毕竟她确然对那位公子的声音心驰神往,不算说谎,也就不怕太子能从细枝末节中察觉出不妥。
半雪恍然大悟,却没生出多少担忧。
她不以为意地道:“崔公子不过是王爷至交好友家的小辈,又不是皇子龙孙,郡主若是不愿意嫁,左右是王爷一句话的事儿,何至于让您如此费心安排。”
“……”
洛之蘅轻轻笑了下,没再说话。
*
一夜好眠。
翌日洛之蘅早早起身,用过早膳之后,再度和太子一道出门。
昨日的前车之鉴尚还历历在目,洛之蘅果断弃下帏帽,改戴面纱出门。
散在人群中暗中保护的府卫经过半天的磨砺,已然驾轻就熟,一得到命令,便各自混在人群中,服饰举止都极为到位,看不出分毫伪装的痕迹。
一行人径直前往玉翠庄。
玉翠庄专做饰品,大大小小的精心陈列着。
各色饰品琳琅满目,金银饰品交相辉映,令人眼花缭乱,目不暇接。
掌柜的深谙顾客心意,并未刻意给饰品划分区域。
陈列着男子冠饰的周边,亦摆放着花样繁多的簪钗。
喜爱钗环脂粉是女子的天性,洛之蘅亦不能免俗。
起先她尚能专注地陪着太子闲逛,不多时,便被簪钗吸引,脚步不自觉地就走向做工精致的饰品。

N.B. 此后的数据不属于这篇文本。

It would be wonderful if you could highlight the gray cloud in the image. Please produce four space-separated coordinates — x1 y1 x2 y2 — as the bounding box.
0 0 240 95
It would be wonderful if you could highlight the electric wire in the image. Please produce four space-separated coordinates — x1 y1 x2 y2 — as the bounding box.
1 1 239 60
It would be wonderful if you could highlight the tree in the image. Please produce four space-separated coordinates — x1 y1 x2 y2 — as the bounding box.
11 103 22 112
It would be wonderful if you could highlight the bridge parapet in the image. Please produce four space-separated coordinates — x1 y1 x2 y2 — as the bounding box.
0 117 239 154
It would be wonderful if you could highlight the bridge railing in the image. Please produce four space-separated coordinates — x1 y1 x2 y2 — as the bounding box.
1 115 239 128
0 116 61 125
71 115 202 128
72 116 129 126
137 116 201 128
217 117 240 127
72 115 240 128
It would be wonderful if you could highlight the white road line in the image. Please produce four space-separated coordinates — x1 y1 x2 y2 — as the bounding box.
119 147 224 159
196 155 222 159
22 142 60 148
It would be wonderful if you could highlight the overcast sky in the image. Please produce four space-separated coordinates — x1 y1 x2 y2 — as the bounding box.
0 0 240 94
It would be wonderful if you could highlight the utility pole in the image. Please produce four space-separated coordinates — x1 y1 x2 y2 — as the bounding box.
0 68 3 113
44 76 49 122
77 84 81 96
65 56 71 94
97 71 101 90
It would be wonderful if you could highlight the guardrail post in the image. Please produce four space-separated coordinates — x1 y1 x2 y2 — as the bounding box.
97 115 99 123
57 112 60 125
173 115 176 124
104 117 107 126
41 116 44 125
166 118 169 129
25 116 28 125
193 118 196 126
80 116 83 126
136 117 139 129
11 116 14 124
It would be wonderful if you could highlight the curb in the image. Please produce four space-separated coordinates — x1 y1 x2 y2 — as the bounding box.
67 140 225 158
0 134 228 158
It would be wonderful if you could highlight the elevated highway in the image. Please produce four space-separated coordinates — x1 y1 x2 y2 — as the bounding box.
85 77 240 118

等太子意识到身边之人已经沉默许久,下意识抬头望时,洛之蘅已经在女子的饰品前徘徊良久。
太子:“……”
太子定睛看了片刻:
洛之蘅手中正拿着两支步摇认真对比,店中的侍人凑在她身边,热情洋溢地推荐着。
玉翠庄的侍人皆是口舌伶俐之人担任,又深谙饰品特色,言辞悦耳,很是讨人喜欢。
洛之蘅在对方的讲述下似是有些迟疑不决,想了想,又示意侍人取来铜镜,由平夏帮着她簪上发髻调试。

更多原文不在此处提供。